Throughout the first year, we struggled with his drinking. While we dated, I knew he drank but because of my work schedule and the long shifts, he was able to hide the amount that he drank from me. Then after I became pregnant and my work hours changed I realized the amount he was drinking. It truly scared me because my dad was an alcoholic and both of my parents were drug addicts. I refused to have my sister or my children be raised around an alcoholic. We never argued or fought about it, but we talked about it. I explained my reasoning and he would explain his. He slowed down but would always have an excuse to grab a "six pack 24 oz" on his way home. Finally, when our son was just a few months old, there was an incident where Joe was holding him while he was drunk and almost dropped him because he "tripped". I flipped a lid and put my foot down. It was agreed upon that he would drink only on his birthday, and he would go get the help he needed that following Monday.

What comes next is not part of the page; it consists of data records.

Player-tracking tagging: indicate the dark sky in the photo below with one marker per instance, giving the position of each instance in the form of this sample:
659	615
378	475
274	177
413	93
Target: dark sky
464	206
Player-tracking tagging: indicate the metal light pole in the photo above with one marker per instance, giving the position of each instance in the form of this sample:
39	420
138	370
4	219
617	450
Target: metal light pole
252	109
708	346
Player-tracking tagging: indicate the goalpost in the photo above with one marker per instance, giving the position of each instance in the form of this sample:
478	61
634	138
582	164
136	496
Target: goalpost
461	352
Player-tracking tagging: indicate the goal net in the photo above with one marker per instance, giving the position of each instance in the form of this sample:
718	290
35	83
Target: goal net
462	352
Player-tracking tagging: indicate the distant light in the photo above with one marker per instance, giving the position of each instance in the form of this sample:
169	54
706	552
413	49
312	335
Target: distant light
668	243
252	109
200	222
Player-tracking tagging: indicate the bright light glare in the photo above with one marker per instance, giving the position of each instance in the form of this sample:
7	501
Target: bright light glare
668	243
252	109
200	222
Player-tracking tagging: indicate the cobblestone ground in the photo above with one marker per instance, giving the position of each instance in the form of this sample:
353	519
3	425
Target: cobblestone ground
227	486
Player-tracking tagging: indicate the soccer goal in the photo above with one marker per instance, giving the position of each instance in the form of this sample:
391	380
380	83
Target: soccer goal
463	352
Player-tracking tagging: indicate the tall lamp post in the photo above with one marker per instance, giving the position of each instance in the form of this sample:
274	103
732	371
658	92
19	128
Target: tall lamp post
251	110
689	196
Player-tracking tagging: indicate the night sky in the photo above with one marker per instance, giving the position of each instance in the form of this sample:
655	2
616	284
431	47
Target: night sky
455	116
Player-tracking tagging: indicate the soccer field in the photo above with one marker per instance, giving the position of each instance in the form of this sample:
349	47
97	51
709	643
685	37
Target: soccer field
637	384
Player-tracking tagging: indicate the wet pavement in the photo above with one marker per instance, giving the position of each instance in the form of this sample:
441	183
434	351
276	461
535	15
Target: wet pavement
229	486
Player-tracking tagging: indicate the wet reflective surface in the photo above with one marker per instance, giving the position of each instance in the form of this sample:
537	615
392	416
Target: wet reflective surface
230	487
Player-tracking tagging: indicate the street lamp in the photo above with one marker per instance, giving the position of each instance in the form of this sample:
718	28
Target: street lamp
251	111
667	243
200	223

Well, that choice started us down a long road that we never expected. The medications he was put on about a year later caused him to be medically discharged from the USMC in April 2013. He struggled a lot with his PTSD/Anxiety but he truly had an amazing Psychologist while we were in South Carolina. Then we decided to relocate to Texas in January 2014, to be closer to our families. Then, we struggled with getting him the proper treatment needed from the VA psychologist clinic in our new town. It seems like every time we turn around he ends up with an intern, who wants to try the same medications he has already tried, so we know it does not work. But because "they are the doctor so they are right" regardless of what the veteran is telling them. I, as the caregiver, have to deal with the aftermath.
As a caregiver and spouse, you deal with a very upset veteran when they get home from their appointments... the mood swings they go through as their medicines are getting changed out, or when they are simply overwhelmed because they are not able to get a doctor for any permanent length of time that listens to them and what they are feeling and/or what they would like to happen.
My husband does not suffer from any visible physical injuries; the majority are mental and emotional but have given him a form of Tourette Syndrome. His ticks have changed over the years. As his caregiver, these are just as difficult because you have to learn his triggers and watch for his signs. Overall we keep our communication line between us open. I know most of you who are caregivers know that being able to talk to one another is very important. He and I had a hard time in the beginning because we had two children and my special needs sister, who suffers from short-term memory disability and a slight case of cerebral palsy, which is only getting worse as she gets older. All of which just added to the stress, but we all have our trials and tribulations that we deal with daily.
After almost 12 years of marriage, making sure we keep our communication line open between one another and finding even just 30 minutes of alone time throughout the chaos of the day really makes a difference.